If your device is experiencing these problems and you think you may have a computer worm, run a virus scan as soon as possible to check for sure.

How to prevent computer worms

As with most other types of malware, preventing worms in computing is easier than eliminating them after the fact. To prevent this malicious software from spreading across your own network:

  • Invest in quality antivirus software. These programs help prevent threats, and if you choose a good one, it will protect against viruses, ransomware, spyware, and all other kinds of malware.
  • Keep your system and software up to date. Make sure your devices are up to date on all security and system updates. Keep your antivirus software updated as well.
  • Encrypt important files. If a worm or virus does infect your device, these files may be more secure if they’re encrypted.
  • Don’t open suspicious emails or messages. These are often vehicles for worms or other types of malware. Delete them rather than opening them and exploring their contents.
  • Back up your data regularly. Infected files shouldn’t be backed up once they’re compromised, as they can spread the infection. However, backing up your files regularly minimizes damages in case of an attack.

If you find that you do have an infection and are wondering how to get rid of a computer worm, your best course of action is to use an antivirus program or scanner to clear your device. Microsoft provides a guide for dealing with all types of malware on infected systems, including worms, Trojan horses, and spyware. But, as always, the best defense is good offense; keep your computer software up-to-date to protect against malware and always practice good Internet safety.

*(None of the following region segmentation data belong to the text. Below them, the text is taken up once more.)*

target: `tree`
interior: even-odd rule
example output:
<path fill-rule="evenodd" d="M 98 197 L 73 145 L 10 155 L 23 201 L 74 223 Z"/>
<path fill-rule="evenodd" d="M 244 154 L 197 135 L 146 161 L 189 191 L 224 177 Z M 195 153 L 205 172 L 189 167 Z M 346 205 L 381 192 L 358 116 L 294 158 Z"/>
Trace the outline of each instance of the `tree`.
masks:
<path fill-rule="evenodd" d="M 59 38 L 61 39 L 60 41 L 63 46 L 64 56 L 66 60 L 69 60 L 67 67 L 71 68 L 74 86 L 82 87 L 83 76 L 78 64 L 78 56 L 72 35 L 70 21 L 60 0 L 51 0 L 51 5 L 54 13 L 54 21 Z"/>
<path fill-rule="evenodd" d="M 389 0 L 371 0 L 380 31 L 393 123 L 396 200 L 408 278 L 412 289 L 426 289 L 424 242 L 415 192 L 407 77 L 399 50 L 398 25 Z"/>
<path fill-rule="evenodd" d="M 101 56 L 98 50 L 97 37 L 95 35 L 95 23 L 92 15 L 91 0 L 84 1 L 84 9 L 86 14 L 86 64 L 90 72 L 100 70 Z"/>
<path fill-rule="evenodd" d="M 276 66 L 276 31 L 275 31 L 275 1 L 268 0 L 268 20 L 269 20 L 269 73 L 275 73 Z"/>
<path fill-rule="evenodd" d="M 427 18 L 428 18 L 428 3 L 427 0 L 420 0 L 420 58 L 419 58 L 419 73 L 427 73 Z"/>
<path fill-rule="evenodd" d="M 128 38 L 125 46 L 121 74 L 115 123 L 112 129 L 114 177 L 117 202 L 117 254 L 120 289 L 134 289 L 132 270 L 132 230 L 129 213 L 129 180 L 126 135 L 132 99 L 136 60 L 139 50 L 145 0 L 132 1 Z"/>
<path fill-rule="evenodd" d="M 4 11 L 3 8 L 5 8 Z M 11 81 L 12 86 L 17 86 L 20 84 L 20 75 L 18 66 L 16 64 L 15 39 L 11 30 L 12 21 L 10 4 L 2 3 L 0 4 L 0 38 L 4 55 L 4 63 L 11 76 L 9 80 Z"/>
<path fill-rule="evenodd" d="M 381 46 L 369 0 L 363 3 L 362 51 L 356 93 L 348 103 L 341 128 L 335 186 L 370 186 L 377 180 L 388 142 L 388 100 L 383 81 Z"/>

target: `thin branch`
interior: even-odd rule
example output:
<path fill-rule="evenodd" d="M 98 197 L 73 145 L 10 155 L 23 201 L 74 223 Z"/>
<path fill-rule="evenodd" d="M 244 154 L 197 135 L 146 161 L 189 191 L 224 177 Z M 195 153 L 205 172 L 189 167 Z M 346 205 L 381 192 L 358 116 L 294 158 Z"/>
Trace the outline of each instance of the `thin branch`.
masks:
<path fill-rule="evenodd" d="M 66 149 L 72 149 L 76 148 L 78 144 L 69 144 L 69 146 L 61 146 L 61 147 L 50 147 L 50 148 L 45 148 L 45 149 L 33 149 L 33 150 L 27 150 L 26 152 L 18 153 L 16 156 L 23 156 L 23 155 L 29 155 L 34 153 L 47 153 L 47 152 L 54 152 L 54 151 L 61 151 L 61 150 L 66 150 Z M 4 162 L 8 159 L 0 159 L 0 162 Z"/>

Frequently asked questions

What’s the difference between a worm and a virus?

The difference is that worms don’t require a host file, which sets them apart from computer viruses. The primary goal of a worm is to replicate itself as much as possible, ultimately overwhelming the network and slowing down the infected computers on it.

Viruses cannot self-replicate and require host action: someone has to send it to another computer or network, download the infected file, or perform an action in some respect. Worms, however, need no user action to cause serious harm.

What happens when you get a computer worm?

When you get a computer worm, it will continue to self-duplicate to other devices or files until stopped. Most users don’t realize they have a worm until their devices start malfunctioning, but once you detect the malware, you can use antivirus software and other measures to eliminate it.

Can you get rid of computer worms?

Yes, you can get rid of computer worms. Though they’re hard to detect and eliminate, it’s possible to get rid of a worm with the right antivirus software.

What is the most devastating computer worm?

The most devastating computer worm incident was Mydoom, which caused more than $34 billion in damages in 2004. The worm stole email addresses from infected devices and used the information to mail itself to those addresses, which spread the infection even further.